C++ standard library tips for VC7

Introduction

VC7 finally has a good standard library. Here are some gotchas that you might stumble into.

Heap fragmentation

C++ Apps are prone to heap fragmentation if the programmer doesn't take care of it and/or the allocation schemes aren't prepared for c++ allocation requests: i.e. many little allocs and many little deallocs throughout the application invocations. On VC7, several factors multiply:

  • allocation scheme of the VC7 standard library.
  • default heap settings in VC7.

Activate the lfh (low fragmenting heap)

Activate it this way

_set_sbh_threshold(128);

or by doing this

ULONG HeapFragValue = 2;

::HeapSetInformation((HANDLE)_get_heap_handle(),
     HeapCompatibilityInformation, &HeapFragValue,
     sizeof(HeapFragValue));

And you may see significant speedups in you C++ app, if your allocation schemes are a lot of small-object allocations or your std::vector::resize operation is simply not fast enough.

Use a custom allocator

You can use a Custom allocator to tune your allocation schemes. I actually tweaked Nicolai Josuttis Allocator template to use Doug Leas dlmalloc Allocator (i.e.

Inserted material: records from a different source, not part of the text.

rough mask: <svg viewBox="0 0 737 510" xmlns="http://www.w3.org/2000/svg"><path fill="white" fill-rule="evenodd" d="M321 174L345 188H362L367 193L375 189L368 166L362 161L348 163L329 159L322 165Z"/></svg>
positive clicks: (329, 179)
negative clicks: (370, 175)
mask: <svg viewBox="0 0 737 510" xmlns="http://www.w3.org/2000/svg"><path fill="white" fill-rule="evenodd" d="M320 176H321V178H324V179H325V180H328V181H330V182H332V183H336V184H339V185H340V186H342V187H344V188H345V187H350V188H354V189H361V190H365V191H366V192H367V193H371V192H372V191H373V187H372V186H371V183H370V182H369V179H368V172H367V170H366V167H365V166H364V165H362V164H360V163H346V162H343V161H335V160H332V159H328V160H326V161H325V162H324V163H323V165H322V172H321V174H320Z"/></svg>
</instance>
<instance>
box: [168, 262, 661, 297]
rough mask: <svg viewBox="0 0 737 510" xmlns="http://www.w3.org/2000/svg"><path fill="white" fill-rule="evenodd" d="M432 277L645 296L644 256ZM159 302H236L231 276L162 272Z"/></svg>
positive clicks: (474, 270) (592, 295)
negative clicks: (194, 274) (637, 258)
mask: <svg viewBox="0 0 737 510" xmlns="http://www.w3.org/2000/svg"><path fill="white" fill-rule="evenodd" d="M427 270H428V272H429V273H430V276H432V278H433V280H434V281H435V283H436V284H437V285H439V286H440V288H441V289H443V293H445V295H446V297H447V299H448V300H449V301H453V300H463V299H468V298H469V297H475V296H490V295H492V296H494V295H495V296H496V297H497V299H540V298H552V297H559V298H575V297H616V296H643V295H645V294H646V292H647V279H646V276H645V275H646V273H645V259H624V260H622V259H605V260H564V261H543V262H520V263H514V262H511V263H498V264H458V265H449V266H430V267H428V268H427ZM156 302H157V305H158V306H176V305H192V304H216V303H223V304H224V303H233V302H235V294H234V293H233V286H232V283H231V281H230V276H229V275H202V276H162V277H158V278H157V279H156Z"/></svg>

I changed _2_ lines), which speeds up things with native stl significantly (A variation of that allocator, ptmalloc, is used in the glibc).

STLPort is far from dead

Reasons you may want to consider STLPort 5.x:

  • fast strings
  • faster stringstreams.
  • Memory allocation scheme of the standard allocator makes more sense
  • I prefer their hashmap implementation.
  • STL debug mode (Visual studio 2005 enterprise edition now has a similiar thing). Indispensable.